Небось уже качество новейшей киноаппаратуры обсуждают, предположила я, вспомнив фанатизм нашего оператора, проявленный в этом вопросе во время экспедиций.
Меня будут менять по невыгодному курсу, вздохнул тем временем режиссер детского кино. Огурец ему больше никто не протянул.
Помолчали. Подумали. Каждый о своем. Я о храпе. Представить еще одну такую ночь было невыносимо.
Надо идти за проводниками, узнать, что там происходит, сказала я.
Придется, с грустью глядя на расстеленную белоснежную постель, сказал режиссер детского кино, понимая, что вопрос стоит ребром.
Либо он мне не даст спать, либо я ему. Природное уважение к продюсерам и вера в их могущество взяли верх.
Идите узнайте, что там, сказала я.
Давайте пойдем вместе, робко предложил он.
Режиссер-лауреат решила, что ей удастся отключиться и поспать хоть несколько минут, и тихо обрадовалась.
Мы отправились в соседний вагон.
Переговоры по обмену даже не начинались. В соседнем вагоне купе были разделены на мужские и женские, и все уже выгодно утрамбовались. Оператор с режиссером Проценко, как я и предполагала, обсуждали свойства новейших камер. По иронии судьбы в купе с Проценко ехала наша предыдущая соседка. Она, никого не слушая, продолжала рассказывать о своем фильме. Возможности предупредить Проценко о том, что ее ждет ночью и нужно срочно меняться к нам, не было.

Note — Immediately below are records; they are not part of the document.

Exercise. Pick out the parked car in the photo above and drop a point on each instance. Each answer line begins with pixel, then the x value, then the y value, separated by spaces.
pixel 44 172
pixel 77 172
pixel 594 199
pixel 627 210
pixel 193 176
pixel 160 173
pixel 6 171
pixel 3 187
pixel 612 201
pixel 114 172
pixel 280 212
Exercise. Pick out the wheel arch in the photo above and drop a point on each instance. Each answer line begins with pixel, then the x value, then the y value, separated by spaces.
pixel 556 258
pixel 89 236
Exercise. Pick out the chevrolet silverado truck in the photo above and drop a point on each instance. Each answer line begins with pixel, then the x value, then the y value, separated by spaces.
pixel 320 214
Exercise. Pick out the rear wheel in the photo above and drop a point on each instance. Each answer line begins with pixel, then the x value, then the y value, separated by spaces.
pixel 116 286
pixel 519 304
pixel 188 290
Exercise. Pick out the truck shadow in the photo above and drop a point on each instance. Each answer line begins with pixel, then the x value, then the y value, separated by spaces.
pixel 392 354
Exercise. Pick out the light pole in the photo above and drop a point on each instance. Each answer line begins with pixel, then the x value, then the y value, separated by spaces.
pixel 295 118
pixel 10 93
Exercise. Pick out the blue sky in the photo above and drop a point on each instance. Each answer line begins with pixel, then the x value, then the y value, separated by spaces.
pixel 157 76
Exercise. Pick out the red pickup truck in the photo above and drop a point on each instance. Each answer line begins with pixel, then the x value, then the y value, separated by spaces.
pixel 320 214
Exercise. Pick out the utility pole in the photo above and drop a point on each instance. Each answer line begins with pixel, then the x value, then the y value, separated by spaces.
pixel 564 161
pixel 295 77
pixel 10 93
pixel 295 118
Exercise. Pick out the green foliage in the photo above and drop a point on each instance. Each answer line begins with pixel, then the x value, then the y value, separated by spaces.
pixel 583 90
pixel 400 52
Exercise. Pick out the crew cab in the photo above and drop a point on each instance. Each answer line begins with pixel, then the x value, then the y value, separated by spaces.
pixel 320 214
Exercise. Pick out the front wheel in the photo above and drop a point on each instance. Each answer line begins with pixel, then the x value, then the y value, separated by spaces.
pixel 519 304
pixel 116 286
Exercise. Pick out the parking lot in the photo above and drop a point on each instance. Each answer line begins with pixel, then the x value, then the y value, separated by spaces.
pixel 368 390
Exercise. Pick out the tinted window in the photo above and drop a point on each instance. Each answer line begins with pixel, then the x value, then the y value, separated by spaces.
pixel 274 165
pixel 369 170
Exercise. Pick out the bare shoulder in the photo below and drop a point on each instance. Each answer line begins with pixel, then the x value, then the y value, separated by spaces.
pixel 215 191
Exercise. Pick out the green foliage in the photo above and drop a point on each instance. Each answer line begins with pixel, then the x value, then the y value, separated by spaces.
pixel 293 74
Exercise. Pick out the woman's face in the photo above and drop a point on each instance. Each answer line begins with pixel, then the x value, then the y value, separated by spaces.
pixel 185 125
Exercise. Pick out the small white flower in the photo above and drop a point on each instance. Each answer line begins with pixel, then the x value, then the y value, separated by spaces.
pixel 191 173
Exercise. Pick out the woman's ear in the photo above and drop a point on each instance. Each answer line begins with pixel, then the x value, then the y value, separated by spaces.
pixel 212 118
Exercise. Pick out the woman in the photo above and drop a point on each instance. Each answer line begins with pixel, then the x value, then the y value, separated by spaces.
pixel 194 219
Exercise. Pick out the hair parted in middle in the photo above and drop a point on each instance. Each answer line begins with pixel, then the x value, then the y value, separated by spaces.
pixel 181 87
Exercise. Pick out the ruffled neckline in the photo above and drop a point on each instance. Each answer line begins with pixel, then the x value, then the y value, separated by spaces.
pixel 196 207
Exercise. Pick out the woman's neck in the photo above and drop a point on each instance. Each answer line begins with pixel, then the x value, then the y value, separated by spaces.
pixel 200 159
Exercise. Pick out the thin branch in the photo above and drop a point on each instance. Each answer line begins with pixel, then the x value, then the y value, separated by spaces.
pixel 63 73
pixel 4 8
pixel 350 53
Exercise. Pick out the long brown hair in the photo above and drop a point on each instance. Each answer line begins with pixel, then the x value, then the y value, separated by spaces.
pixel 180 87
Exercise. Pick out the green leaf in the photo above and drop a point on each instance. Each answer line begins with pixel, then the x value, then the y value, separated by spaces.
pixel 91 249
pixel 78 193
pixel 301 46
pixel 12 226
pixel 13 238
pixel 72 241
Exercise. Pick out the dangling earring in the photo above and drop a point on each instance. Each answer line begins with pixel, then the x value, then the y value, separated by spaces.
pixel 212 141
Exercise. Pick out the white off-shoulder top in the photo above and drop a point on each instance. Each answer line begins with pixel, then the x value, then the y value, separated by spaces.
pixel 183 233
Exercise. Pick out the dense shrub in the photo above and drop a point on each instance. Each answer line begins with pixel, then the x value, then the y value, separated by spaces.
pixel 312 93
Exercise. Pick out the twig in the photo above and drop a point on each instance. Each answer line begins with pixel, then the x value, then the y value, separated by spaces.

Тем более что дамы не желали пускать к себе в купе одинокого незнакомого мужчину.
Мы спим в трусах, аргументировали они.
Что-то возразить на это было трудно, но режиссер детского кино все-таки попытался.
Я зайду позже, трусов не увижу, рискнул возразить он.
Но девушки были непреклонны. Режиссер детского кино понял, что обмен в этот творческий коллектив не состоится, и мы сконцентрировались на мужском купе. В нем ехал друг нашего храпуна мэтр документального кино, член жюри, с которым они жили в одной комнате на фестивале. Помня, что лучший подход к родителям через их детей, я обратилась к мэтру издалека:
Вот мы с вами не очень хорошо знакомы. А сына вашего, тоже известного режиссера, я знаю гораздо лучше, начала я.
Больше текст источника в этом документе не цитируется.